Are you a conservative investor who is worried that the markets will continue to remain iffy? You could invest in ICICI Prudential Dynamic Fund. A consistent performer with a large-cap bias, the fund has managed to beat its benchmark, the Nifty 50, by between 3 and 5 per cent over one-, three- and five-year periods. Over a longer period of five years, the fund’s performance is on par with other large-cap-oriented funds, such as SBI Magnum Equity and ICICI Pru Top 100.

The fund contains downsides in falling and volatile markets by moving to cash and debt in place of equity. These tactical calls are taken purely on quantitative basis. If the price to book value ratio of the market indices is low, the fund raises equity holdings; if high, it raises cash/debt. The approach has clearly paid off as, over the last five years, the fund has managed to beat the benchmark 85 per cent of the time on a one-year rolling return basis.

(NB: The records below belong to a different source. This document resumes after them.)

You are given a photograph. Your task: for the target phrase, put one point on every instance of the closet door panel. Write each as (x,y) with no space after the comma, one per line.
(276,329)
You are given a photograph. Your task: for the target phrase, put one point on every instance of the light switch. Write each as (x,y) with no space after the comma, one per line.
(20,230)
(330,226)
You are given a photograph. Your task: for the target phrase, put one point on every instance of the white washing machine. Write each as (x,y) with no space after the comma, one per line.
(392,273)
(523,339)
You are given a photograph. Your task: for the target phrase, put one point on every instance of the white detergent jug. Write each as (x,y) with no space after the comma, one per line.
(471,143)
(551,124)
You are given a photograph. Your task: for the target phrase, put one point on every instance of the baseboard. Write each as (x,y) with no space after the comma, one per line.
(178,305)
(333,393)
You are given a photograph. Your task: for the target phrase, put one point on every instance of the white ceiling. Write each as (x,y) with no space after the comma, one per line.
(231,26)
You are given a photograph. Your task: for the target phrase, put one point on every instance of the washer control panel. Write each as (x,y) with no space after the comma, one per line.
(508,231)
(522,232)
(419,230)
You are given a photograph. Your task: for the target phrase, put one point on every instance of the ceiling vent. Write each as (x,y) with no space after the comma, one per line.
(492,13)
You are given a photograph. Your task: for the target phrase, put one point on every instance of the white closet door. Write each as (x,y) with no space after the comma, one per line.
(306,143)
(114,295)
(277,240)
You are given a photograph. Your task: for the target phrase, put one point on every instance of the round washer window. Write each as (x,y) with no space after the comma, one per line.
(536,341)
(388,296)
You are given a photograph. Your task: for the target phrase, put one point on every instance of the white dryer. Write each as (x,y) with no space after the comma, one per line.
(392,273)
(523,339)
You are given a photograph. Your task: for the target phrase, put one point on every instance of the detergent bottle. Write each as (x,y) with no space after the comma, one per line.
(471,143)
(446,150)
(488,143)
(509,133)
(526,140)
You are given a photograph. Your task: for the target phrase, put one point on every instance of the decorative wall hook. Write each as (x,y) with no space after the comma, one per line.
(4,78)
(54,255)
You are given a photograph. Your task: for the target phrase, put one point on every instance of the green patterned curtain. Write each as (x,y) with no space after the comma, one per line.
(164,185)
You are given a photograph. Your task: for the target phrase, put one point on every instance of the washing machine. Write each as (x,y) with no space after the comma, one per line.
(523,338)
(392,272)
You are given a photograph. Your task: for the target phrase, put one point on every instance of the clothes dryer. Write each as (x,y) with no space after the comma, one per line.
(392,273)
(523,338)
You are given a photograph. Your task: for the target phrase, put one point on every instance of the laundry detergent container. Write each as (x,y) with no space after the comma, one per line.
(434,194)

In the bear market of 2011, as the Nifty 50 dropped almost a fourth, the fund managed to contain its losses by a fifth. In January 2011, it brought down equity exposure to 83 per cent, upping cash holdings. But it upped equity investments to 93 per cent in December, thereby setting up for a strong show in the rally that followed in 2012.

During the bull run of 2014, the fund saw a 12 per cent rise in equity allocation between April and May. This paid off as the fund gained 9.5 per cent while markets rallied 7.6 per cent. Playing on the economic recovery theme with an eye on the election results in 2014, the fund increased exposure to State Bank of India while buying into metal stocks, such as Hindalco, Tata Steel, SAIL and JSW Steel during this period. It also bought into ONGC, Indian Oil and Larsen & Toubro.

Diversified portfolio

The fund usually maintains a diversified holding of between 50 and 60 stocks across various sectors. Over the last one year, Power Grid Corporation of India continues to be the top holding with a 10 per cent allocation. During this period, there has not been much change in the top three sector holdings which continue to be in private sector banks, software and power, with a little more than a third allocated to these sectors. As of February 2016, the fund holds around 60 stocks with 90 per cent of its assets in equity. In addition, it has a minor foreign equity exposure of about 2 per cent in Cognizant Technologies and holds around 6.5 per cent in cash and debt. From December 2014, the fund has maintained a large-cap slant of around 85 per cent, with the remaining 15 per cent allocated to mid- and small-caps.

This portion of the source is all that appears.